Title:Pharmaceutical compositions of nicotine and methods of use thereof
Abstract: The present invention comprises non occlusive compositions for transdermal delivery of nicotine, and more particularly pharmaceutically acceptable salts thereof, and methods of making same. The composition may, for example, be a gel suitable for transdermal or transmucosal applications. The compositions of the present invention typically comprise a mixture of water and alcohol, and a solvent system having a mono alkyl ether of diethylene glycol and a glycol present in specified ratios and in specific amounts, wherein the pH of the gel is usually between a pH of 5.5 and 7. The compositions may include further components, for example, the hydroalcoholic vehicle may further comprise additional penetration enhancer(s), buffering agent(s), antioxidant(s), stabilizer(s) and/or gelling agent(s). The invention also relates to a method for the sustained delivery of nicotine pharmaceutically acceptable salts to treat a variety of conditions and disorders.
Inventor(s): Carrara; R. Dario Norberto (Oberwil, CH), Grenier; Arnaud (Steinbrunn le Haut, FR), Besse; Celine (Saint Louis, FR)
Assignee: Antares Pharma IPL AG (Zug, CH)
Filing Date:Jul 24, 2006
Application Number:11/492,568
Claims:1. A transdermal or transmucosal non occlusive pharmaceutical gel formulation comprising: a nicotine compound; a gelling agent; and a solvent system present in an amount sufficient to solubilize the nicotine and characterized in that it includes: (i) a pharmaceutically acceptable monoalkyl ether of diethylene glycol present in an amount of between about 1% and 30% by weight of the solvent system; (ii) a pharmaceutically acceptable glycol present in an amount of between about 1% and 30% by weight of the solvent system, with the monoalkyl ether of diethylene glycol and glycol being present in a weight ratio of 10:1 to 2:1 or 1:2 to 1:10; and wherein the monoalkyl ether of diethylene glycol and the glycol in combination are present in an amount of at least 15% and no more than 60% of the formulation; and (iii) a mixture of a C.sub.2 to C.sub.4 alcohol and water which mixture is present in an amount of between about 40% and 98% of the solvent system, wherein the C.sub.2 to C.sub.4 alcohol is present in an amount of about 5% to 80% of the mixture, and the water is present in an amount of about 20% to 95% of the mixture, so that, compared to formulations containing the same (i) and (ii) components but in different amounts and ratios, the present solvent system (a) inhibits crystallization of the at least one active ingredient on a skin or mucosal surface of a mammal, (b) reduces or prevents transfer of the formulation to clothing or to another being, (c) modulates biodistribution of the at least one active agent within different layers of skin, (d) facilitates absorption of the at least one active agent by a skin or a mucosal surface of a mammal, or (e) provides a combination of one or more of (a) through (d).

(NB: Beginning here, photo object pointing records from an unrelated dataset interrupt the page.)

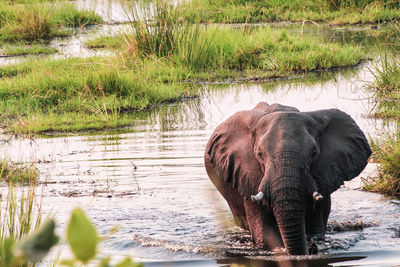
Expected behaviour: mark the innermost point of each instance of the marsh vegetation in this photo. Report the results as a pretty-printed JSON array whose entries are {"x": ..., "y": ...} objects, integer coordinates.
[{"x": 171, "y": 57}]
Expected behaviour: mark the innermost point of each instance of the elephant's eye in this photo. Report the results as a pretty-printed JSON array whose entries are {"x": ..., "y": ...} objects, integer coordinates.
[{"x": 314, "y": 155}]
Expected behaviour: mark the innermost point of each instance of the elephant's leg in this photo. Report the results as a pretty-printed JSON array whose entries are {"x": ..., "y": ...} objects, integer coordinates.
[
  {"x": 235, "y": 202},
  {"x": 232, "y": 197},
  {"x": 317, "y": 217},
  {"x": 262, "y": 226}
]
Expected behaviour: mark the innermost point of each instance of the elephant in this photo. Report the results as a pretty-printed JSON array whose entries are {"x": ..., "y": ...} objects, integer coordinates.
[{"x": 276, "y": 167}]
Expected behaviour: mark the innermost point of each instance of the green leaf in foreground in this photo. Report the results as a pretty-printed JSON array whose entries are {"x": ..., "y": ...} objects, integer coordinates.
[
  {"x": 82, "y": 236},
  {"x": 7, "y": 252},
  {"x": 35, "y": 247}
]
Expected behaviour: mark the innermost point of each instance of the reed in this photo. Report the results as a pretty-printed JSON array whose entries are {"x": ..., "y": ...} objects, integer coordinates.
[
  {"x": 20, "y": 215},
  {"x": 333, "y": 12},
  {"x": 386, "y": 85},
  {"x": 30, "y": 22}
]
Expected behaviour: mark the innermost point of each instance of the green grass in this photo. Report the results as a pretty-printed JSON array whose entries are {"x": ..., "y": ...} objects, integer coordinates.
[
  {"x": 23, "y": 50},
  {"x": 109, "y": 42},
  {"x": 13, "y": 173},
  {"x": 386, "y": 85},
  {"x": 83, "y": 94},
  {"x": 156, "y": 62},
  {"x": 335, "y": 12},
  {"x": 20, "y": 215},
  {"x": 215, "y": 52},
  {"x": 387, "y": 154},
  {"x": 32, "y": 22}
]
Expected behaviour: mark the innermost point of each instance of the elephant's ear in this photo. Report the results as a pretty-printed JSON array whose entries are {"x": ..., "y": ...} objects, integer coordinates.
[
  {"x": 344, "y": 150},
  {"x": 230, "y": 151}
]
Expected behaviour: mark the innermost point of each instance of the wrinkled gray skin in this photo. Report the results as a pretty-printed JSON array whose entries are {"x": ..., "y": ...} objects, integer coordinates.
[{"x": 287, "y": 155}]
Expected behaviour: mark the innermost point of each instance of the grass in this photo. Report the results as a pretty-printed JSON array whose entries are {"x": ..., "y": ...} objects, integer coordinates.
[
  {"x": 386, "y": 85},
  {"x": 19, "y": 216},
  {"x": 156, "y": 61},
  {"x": 32, "y": 22},
  {"x": 22, "y": 50},
  {"x": 213, "y": 52},
  {"x": 82, "y": 94},
  {"x": 109, "y": 42},
  {"x": 330, "y": 11},
  {"x": 387, "y": 154},
  {"x": 13, "y": 173}
]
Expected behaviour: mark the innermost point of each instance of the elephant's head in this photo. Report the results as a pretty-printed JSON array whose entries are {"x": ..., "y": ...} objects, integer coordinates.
[{"x": 284, "y": 159}]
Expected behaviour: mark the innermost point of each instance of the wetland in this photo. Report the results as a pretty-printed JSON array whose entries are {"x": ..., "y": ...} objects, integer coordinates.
[{"x": 123, "y": 137}]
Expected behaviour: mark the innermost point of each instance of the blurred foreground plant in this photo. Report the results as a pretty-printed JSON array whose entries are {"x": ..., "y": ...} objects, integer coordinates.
[{"x": 82, "y": 238}]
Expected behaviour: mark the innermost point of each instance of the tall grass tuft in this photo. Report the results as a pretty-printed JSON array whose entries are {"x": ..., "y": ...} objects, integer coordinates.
[
  {"x": 156, "y": 28},
  {"x": 20, "y": 215},
  {"x": 387, "y": 87},
  {"x": 30, "y": 22}
]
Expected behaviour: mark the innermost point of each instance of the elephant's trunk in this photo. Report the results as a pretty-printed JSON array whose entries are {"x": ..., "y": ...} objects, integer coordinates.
[{"x": 288, "y": 201}]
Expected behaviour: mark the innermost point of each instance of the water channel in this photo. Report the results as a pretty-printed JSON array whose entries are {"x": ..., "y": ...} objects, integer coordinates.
[{"x": 149, "y": 179}]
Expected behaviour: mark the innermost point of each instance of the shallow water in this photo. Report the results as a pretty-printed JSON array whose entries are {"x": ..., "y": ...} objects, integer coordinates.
[{"x": 150, "y": 181}]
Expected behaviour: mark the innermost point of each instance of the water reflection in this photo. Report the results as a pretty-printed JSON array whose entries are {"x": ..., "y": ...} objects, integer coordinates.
[{"x": 149, "y": 178}]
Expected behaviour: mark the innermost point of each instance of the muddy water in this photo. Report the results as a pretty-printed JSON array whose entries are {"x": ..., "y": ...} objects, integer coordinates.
[{"x": 149, "y": 180}]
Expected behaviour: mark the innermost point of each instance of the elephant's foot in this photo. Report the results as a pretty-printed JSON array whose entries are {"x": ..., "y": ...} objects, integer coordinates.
[
  {"x": 312, "y": 247},
  {"x": 312, "y": 244},
  {"x": 260, "y": 226}
]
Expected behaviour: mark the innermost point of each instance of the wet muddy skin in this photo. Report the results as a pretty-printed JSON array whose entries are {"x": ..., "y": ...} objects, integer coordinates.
[{"x": 149, "y": 179}]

2. The non occlusive pharmaceutical formulation of claim 1, wherein the nicotine compound is nicotine, nicotine free base, a pharmaceutically acceptable complex of nicotine, a pharmaceutically acceptable salt of nicotine, or a mixture thereof.

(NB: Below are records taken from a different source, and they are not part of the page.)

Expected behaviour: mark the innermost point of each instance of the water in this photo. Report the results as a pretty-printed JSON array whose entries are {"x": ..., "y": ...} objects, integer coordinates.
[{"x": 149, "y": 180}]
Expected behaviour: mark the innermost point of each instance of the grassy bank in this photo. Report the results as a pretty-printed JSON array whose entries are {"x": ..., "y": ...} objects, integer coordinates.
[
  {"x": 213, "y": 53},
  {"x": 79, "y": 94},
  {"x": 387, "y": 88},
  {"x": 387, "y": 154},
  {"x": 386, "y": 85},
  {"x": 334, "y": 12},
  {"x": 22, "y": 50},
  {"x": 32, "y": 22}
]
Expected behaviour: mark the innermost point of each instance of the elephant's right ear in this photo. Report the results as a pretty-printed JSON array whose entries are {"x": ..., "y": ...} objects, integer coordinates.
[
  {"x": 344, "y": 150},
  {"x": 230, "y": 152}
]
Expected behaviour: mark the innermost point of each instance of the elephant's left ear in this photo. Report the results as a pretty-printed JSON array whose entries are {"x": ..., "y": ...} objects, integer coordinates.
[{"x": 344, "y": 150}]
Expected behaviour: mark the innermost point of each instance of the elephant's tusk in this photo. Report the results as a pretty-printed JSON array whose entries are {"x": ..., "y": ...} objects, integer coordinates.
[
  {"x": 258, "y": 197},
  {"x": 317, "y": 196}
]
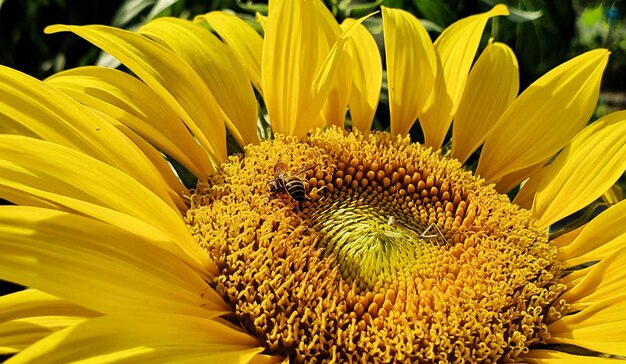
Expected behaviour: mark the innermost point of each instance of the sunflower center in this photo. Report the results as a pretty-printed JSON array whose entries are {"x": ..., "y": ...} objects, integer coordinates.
[
  {"x": 394, "y": 254},
  {"x": 373, "y": 244}
]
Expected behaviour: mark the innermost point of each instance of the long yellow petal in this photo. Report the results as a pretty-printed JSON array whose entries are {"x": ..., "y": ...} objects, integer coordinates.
[
  {"x": 584, "y": 170},
  {"x": 30, "y": 107},
  {"x": 98, "y": 266},
  {"x": 241, "y": 38},
  {"x": 145, "y": 338},
  {"x": 30, "y": 315},
  {"x": 544, "y": 118},
  {"x": 491, "y": 86},
  {"x": 39, "y": 173},
  {"x": 613, "y": 195},
  {"x": 509, "y": 181},
  {"x": 171, "y": 78},
  {"x": 219, "y": 68},
  {"x": 367, "y": 77},
  {"x": 411, "y": 67},
  {"x": 526, "y": 194},
  {"x": 175, "y": 187},
  {"x": 600, "y": 327},
  {"x": 456, "y": 48},
  {"x": 327, "y": 78},
  {"x": 541, "y": 356},
  {"x": 336, "y": 103},
  {"x": 603, "y": 281},
  {"x": 291, "y": 55},
  {"x": 137, "y": 106},
  {"x": 601, "y": 237}
]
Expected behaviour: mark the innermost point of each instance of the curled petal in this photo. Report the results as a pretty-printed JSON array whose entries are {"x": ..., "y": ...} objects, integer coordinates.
[{"x": 546, "y": 116}]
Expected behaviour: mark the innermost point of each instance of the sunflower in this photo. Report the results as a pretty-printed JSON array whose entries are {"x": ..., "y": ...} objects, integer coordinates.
[{"x": 319, "y": 244}]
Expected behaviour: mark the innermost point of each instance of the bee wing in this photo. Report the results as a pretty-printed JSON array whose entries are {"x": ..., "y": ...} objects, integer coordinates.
[{"x": 307, "y": 168}]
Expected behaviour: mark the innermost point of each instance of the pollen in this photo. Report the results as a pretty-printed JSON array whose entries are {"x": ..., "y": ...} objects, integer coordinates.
[{"x": 397, "y": 254}]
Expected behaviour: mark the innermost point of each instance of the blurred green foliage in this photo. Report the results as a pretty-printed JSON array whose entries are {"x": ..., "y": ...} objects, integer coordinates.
[{"x": 543, "y": 33}]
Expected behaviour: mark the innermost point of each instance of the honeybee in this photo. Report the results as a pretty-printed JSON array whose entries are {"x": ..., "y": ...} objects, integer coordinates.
[{"x": 285, "y": 181}]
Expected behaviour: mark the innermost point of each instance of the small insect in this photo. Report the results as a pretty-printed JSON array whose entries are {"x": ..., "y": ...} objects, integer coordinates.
[{"x": 285, "y": 181}]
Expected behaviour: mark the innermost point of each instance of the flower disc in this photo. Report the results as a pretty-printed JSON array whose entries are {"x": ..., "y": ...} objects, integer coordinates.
[{"x": 397, "y": 255}]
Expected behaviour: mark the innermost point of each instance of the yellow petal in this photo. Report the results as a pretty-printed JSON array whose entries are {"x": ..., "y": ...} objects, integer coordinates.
[
  {"x": 367, "y": 76},
  {"x": 584, "y": 170},
  {"x": 175, "y": 187},
  {"x": 98, "y": 266},
  {"x": 603, "y": 281},
  {"x": 336, "y": 103},
  {"x": 491, "y": 86},
  {"x": 219, "y": 68},
  {"x": 613, "y": 195},
  {"x": 262, "y": 21},
  {"x": 291, "y": 52},
  {"x": 411, "y": 67},
  {"x": 134, "y": 104},
  {"x": 526, "y": 194},
  {"x": 241, "y": 38},
  {"x": 30, "y": 107},
  {"x": 540, "y": 356},
  {"x": 456, "y": 48},
  {"x": 39, "y": 173},
  {"x": 144, "y": 338},
  {"x": 171, "y": 78},
  {"x": 509, "y": 181},
  {"x": 30, "y": 315},
  {"x": 567, "y": 238},
  {"x": 601, "y": 237},
  {"x": 544, "y": 118},
  {"x": 600, "y": 327}
]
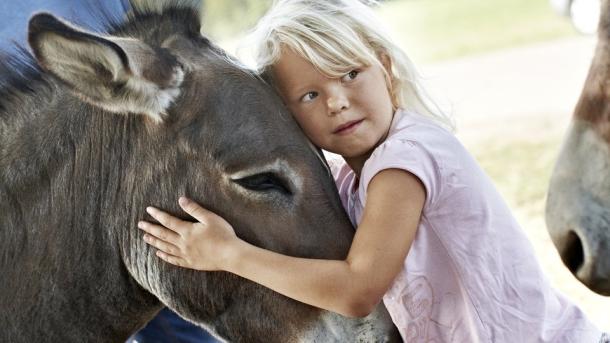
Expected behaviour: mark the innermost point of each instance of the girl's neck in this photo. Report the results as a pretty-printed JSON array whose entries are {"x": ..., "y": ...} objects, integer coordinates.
[{"x": 356, "y": 163}]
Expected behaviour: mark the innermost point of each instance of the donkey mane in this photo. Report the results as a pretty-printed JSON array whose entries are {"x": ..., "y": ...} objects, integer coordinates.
[{"x": 20, "y": 74}]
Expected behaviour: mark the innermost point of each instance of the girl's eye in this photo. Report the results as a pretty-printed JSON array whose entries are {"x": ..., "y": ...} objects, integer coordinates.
[
  {"x": 309, "y": 96},
  {"x": 351, "y": 75}
]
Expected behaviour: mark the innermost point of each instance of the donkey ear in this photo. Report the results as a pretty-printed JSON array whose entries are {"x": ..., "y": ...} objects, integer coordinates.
[{"x": 121, "y": 75}]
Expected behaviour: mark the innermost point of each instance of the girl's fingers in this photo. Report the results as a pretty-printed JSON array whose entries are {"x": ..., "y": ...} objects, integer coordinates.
[
  {"x": 159, "y": 232},
  {"x": 164, "y": 246},
  {"x": 166, "y": 219},
  {"x": 175, "y": 260},
  {"x": 194, "y": 210}
]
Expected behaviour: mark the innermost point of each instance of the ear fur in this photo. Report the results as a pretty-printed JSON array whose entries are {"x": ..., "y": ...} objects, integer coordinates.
[{"x": 121, "y": 75}]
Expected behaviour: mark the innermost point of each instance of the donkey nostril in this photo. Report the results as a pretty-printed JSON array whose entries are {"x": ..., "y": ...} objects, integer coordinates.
[{"x": 573, "y": 254}]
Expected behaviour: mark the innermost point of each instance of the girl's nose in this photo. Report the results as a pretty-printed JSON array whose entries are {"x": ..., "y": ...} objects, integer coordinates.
[{"x": 337, "y": 103}]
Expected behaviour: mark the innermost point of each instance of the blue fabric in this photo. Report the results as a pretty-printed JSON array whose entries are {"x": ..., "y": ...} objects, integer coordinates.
[
  {"x": 14, "y": 15},
  {"x": 168, "y": 327}
]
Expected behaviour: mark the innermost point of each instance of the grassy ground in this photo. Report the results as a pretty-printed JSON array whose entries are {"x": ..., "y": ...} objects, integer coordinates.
[{"x": 431, "y": 30}]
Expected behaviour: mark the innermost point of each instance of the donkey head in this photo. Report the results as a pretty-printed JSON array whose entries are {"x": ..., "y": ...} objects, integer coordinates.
[{"x": 188, "y": 120}]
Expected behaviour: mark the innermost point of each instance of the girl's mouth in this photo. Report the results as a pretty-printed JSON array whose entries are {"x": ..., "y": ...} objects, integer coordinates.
[{"x": 347, "y": 127}]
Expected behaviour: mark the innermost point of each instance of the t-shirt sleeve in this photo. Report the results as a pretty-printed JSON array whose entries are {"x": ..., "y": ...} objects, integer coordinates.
[
  {"x": 407, "y": 155},
  {"x": 342, "y": 175}
]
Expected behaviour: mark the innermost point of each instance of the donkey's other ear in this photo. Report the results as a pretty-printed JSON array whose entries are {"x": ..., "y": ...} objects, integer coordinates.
[{"x": 121, "y": 75}]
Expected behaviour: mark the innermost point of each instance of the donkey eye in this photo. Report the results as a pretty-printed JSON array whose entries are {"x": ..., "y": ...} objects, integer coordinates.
[{"x": 264, "y": 182}]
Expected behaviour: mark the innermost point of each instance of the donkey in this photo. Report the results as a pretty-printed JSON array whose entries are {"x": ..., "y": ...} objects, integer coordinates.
[
  {"x": 578, "y": 200},
  {"x": 95, "y": 127}
]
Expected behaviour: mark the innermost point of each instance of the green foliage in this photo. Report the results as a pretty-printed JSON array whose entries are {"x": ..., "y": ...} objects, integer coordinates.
[
  {"x": 223, "y": 19},
  {"x": 432, "y": 30}
]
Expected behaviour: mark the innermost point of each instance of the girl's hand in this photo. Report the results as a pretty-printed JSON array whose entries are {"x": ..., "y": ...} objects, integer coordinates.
[{"x": 203, "y": 245}]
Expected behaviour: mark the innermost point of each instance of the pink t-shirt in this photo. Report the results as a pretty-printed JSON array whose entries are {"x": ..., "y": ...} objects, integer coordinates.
[{"x": 471, "y": 274}]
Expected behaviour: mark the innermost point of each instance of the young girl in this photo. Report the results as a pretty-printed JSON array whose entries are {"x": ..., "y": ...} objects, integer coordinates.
[{"x": 434, "y": 241}]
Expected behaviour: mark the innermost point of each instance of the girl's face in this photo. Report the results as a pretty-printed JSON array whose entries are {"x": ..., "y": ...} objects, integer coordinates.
[{"x": 349, "y": 115}]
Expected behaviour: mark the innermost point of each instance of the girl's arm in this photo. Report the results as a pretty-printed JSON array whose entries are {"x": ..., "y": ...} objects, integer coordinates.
[{"x": 352, "y": 287}]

3. The non occlusive pharmaceutical formulation of claim 2, wherein the pharmaceutically acceptable salt of nicotine is nicotine hydrogen tartrate or nicotine bitartrate dihydrate.

4. The non occlusive pharmaceutical formulation of claim 1, wherein the nicotine compound is presented at a concentration of about 0.5 to about 5 weight percent of nicotine free base equivalents and wherein the monoalkyl ether of diethylene glycol and the glycol are present in a weight ratio of 1:2 to 1:10.

5. The non occlusive pharmaceutical formulation of claim 1, wherein the nicotine compound is presented at a concentration of about 1 to about 2 weight percent of nicotine free base equivalents wherein the monoalkyl ether of diethylene glycol and the glycol are present in a weight ratio of 1:2 to 1:10.

6. The non occlusive pharmaceutical formulation of claim 1, wherein the monoalkyl ether of diethylene glycol is selected from the group consisting of diethylene glycol mono methyl ether, and diethylene glycol mono ethyl ether or mixtures thereof, the glycol is selected from the group consisting of propylene glycol, dipropylene glycol or mixtures thereof, and the C.sub.2 to C.sub.4 alcohol is elected from the group consisting of ethanol, propanol, isopropanol, 1-butanol, 2-butanol, or mixtures thereof.

7. The non occlusive pharmaceutical formulation of claim 1, wherein the glycol modulates the capacity of diethylene glycol mono ethyl ether to build a skin depot, and the gel provides a surface area of 50 to 1000 cm.sup.2 when applied to skin.

8. The non occlusive pharmaceutical formulation of claim 1, further including a permeation enhancer present in an amount sufficient to increase permeability of the active agent across a dermal or mucosal surface of a mammal.

9. The non occlusive pharmaceutical formulation of claim 1, further comprising an agent selected from the group consisting of permeation enhancers, preservatives, antioxidants, buffers, humectants, sequestering agents, moisturizers, surfactants, emollients, and any combination thereof.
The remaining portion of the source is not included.